Access on presentation of the exhibition ticket.
French-American artist Suzanne Husky directs her new film in the United States, following a team of fake beaver dam builders – a profession that is currently developing on the West Coast. La Leçon des barrages [The Bars Lesson] presents a community that offers itself in a radical way to the care of the land: they build dams in a light and artisanal way, fighting against the drought of streams, rivers and creeks. By retaining water and sediments, these new dams amplify the riparian zones (vegetation zones that develop at the edge of rivers or bodies of water) and contribute to the return of plants such as beavers, so that the latter resume their roles within a global ecosystem.
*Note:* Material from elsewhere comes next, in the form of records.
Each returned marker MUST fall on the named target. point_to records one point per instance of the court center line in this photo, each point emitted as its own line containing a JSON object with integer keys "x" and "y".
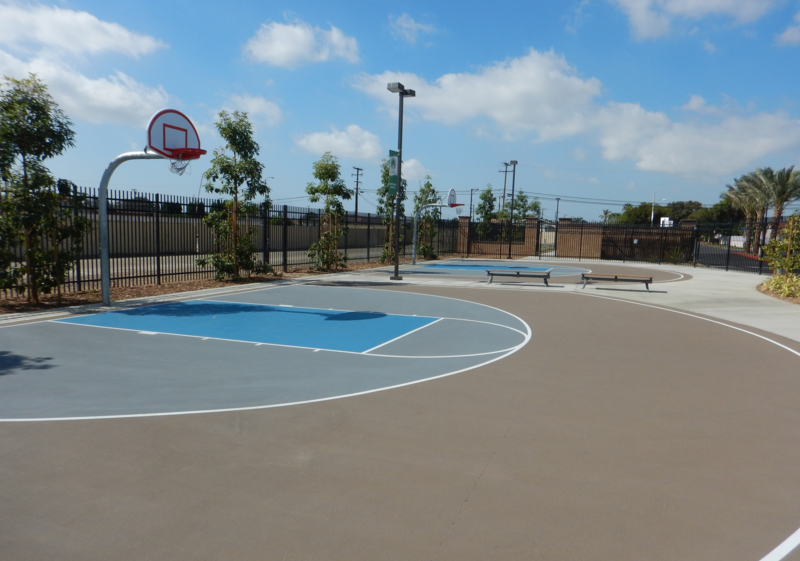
{"x": 314, "y": 349}
{"x": 401, "y": 336}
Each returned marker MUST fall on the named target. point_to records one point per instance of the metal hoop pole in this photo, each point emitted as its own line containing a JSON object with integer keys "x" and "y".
{"x": 105, "y": 260}
{"x": 414, "y": 243}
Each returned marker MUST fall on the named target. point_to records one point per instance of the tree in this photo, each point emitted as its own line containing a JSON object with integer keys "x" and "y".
{"x": 234, "y": 172}
{"x": 681, "y": 210}
{"x": 485, "y": 212}
{"x": 783, "y": 255}
{"x": 522, "y": 208}
{"x": 35, "y": 210}
{"x": 386, "y": 209}
{"x": 426, "y": 226}
{"x": 641, "y": 214}
{"x": 332, "y": 189}
{"x": 783, "y": 187}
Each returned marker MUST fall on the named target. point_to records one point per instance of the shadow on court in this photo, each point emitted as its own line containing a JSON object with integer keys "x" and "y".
{"x": 206, "y": 309}
{"x": 9, "y": 362}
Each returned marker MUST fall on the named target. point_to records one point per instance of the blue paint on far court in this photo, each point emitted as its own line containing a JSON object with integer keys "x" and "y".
{"x": 277, "y": 325}
{"x": 484, "y": 267}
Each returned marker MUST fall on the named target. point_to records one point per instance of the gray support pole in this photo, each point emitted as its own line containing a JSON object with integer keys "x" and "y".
{"x": 414, "y": 242}
{"x": 105, "y": 261}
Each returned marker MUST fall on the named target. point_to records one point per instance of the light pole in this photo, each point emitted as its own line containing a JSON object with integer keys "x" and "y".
{"x": 398, "y": 88}
{"x": 511, "y": 216}
{"x": 653, "y": 211}
{"x": 470, "y": 202}
{"x": 555, "y": 239}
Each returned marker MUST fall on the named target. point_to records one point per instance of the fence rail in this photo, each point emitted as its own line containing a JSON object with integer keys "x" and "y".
{"x": 156, "y": 238}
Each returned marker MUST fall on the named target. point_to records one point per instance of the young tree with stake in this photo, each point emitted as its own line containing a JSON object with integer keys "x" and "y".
{"x": 235, "y": 172}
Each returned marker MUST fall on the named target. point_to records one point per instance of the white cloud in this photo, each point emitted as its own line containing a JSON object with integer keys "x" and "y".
{"x": 291, "y": 44}
{"x": 70, "y": 31}
{"x": 257, "y": 107}
{"x": 116, "y": 98}
{"x": 791, "y": 36}
{"x": 413, "y": 170}
{"x": 352, "y": 142}
{"x": 658, "y": 144}
{"x": 538, "y": 91}
{"x": 405, "y": 28}
{"x": 652, "y": 18}
{"x": 541, "y": 94}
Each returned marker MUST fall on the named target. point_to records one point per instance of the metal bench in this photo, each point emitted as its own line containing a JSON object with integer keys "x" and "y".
{"x": 544, "y": 275}
{"x": 586, "y": 277}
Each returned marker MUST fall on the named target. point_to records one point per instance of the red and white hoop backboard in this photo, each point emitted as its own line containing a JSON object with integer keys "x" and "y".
{"x": 171, "y": 134}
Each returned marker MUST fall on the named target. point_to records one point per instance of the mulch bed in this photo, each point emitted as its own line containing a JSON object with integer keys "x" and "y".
{"x": 764, "y": 290}
{"x": 50, "y": 301}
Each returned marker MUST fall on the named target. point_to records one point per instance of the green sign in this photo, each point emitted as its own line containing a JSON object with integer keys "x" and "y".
{"x": 393, "y": 157}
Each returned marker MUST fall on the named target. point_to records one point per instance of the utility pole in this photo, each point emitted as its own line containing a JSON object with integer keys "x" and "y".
{"x": 505, "y": 177}
{"x": 358, "y": 176}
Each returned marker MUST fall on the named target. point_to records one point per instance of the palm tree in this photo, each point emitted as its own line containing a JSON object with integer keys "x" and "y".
{"x": 749, "y": 195}
{"x": 783, "y": 188}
According to the artist, “you have to imagine that in the whole northern hemisphere, in all the rivers, there were millions of beavers. You have to imagine that when we killed those millions of beavers for their fur, the fresh water, the sediment and the organic matter were no longer held back by their millions of dams. The salinity of the ocean dropped, its organic matter content increased, the continents dried up, and the climate changed. We must understand that the beautiful, clean river of our imagination is a river that has lost its braids and its inhabitants. We must also imagine that before the invention of the axe, beavers and humans lived close together. It is important to know that the IPCC report announces an increase in fires and recommends working with the beaver. What if our futures were made of ponds instead of polyester shell pools, and that we restored them to the point of drinking their water!”
Based on her podcast “Ma mère l’oie et autres histoires de la terre”, Suzanne Husky extends La Leçon des barrages with a narrative and poetic intervention about the beaver. In dialogue with Rémi Luglia, historian and naturalist involved in the nature protection movement, they will constitute a journey through time and consciousness, in order to foresee new relationships between human and non-human lives.
Initiated in 2021 by the French Embassy in China and the Choi Foundation, the Choi Foundation Prize for Contemporary Art is the first French-Chinese art prize dedicated to the links between contemporary creation and ecology. This initiative aims to reward artists who are committed to environmental and ecological issues. The Palais de Tokyo (Paris) and the Today Art Museum (Beijing) are partners of this edition, whose winners are Suzanne Husky (France) and Tong Yixin (China).